Al amanecer el leñador aguardó por la doncella para acompañarla al pueblo, mas ella obvió aquello y le pidió que le mostrara, en cambio, cómo era su rutina de trabajo. Así, pues, rebosante de alegría, el leñador la llevó a los rincones más hermosos de la arboleda, a los más bellos parajes del bosque, y con cada sonrisa, con cada risa, carcajada o exclamación que ella profería, las sombras, el dolor, la tristeza que albergaba en su corazón, todo desaparecía poco a poco.
No obstante, aún tenía miedo; miedo de confiar, de creer, de tener fe en este algo y por credulidad ser herido nuevamente; no lo soportaría ya.
Mas todo aquel miedo irracional podía disiparse con una pregunta, una sola pregunta que al leñador, por temor, se le hacía complicado pronunciar, pero a la cual correspondía una respuesta simple que terminaría de dispersar las pavorosas sombras que aún persistían en su interior. Una pregunta que con el paso del tiempo la doncella deseó escuchar, pero que al nunca oír se marchitó su corazón, confundió entonces la situación y, sin más, se marchó.
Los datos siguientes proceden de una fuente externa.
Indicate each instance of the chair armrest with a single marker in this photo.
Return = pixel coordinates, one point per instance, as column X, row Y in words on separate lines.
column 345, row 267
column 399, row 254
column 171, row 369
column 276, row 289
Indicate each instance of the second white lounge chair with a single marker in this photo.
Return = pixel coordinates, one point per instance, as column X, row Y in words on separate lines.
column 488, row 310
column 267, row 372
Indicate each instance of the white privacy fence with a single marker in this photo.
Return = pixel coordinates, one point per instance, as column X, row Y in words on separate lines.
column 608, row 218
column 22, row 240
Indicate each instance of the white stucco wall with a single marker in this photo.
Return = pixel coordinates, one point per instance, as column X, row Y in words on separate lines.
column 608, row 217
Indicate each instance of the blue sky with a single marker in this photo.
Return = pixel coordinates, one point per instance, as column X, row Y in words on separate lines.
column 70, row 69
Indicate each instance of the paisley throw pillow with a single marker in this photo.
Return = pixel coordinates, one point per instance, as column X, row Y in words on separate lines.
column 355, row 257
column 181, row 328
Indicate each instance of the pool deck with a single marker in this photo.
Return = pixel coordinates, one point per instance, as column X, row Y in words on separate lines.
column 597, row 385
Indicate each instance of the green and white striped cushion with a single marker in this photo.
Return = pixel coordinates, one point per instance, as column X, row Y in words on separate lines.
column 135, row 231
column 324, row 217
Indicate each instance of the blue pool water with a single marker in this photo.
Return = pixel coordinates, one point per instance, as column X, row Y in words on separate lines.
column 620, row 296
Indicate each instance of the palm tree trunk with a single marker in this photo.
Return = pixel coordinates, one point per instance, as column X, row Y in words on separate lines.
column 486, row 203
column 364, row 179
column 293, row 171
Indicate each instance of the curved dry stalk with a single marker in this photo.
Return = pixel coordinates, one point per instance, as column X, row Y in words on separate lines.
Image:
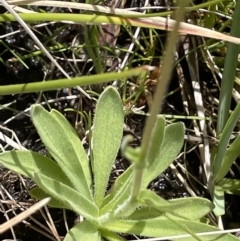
column 155, row 22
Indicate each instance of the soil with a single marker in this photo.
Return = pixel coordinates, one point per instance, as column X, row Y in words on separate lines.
column 14, row 195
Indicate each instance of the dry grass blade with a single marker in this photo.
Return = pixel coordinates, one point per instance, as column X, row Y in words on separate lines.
column 154, row 22
column 23, row 215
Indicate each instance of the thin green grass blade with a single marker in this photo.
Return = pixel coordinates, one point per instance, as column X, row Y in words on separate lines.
column 230, row 156
column 229, row 73
column 218, row 201
column 66, row 83
column 106, row 139
column 223, row 142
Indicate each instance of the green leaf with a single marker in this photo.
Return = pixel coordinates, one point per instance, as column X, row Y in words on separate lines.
column 111, row 236
column 28, row 162
column 106, row 138
column 171, row 146
column 189, row 208
column 164, row 227
column 83, row 231
column 64, row 145
column 68, row 196
column 229, row 184
column 39, row 194
column 219, row 201
column 230, row 156
column 119, row 192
Quería escuchar un «¿Quieres quedarte conmigo?»
Al cual respondería «Sí».
Pero al jamás escucharlo imaginó que su amado no deseaba estar con ella; que amaba más su soledad que su compañía. Así que ella se fue; y se fue para jamás volver.
Y es que a veces las preguntas son complicadas y las respuestas son simples.
Y es que por miedo nos acobardamos, y callamos, y retrocedemos, y por ello perdemos grandes cosas, como por ejemplo: aquello que más amamos.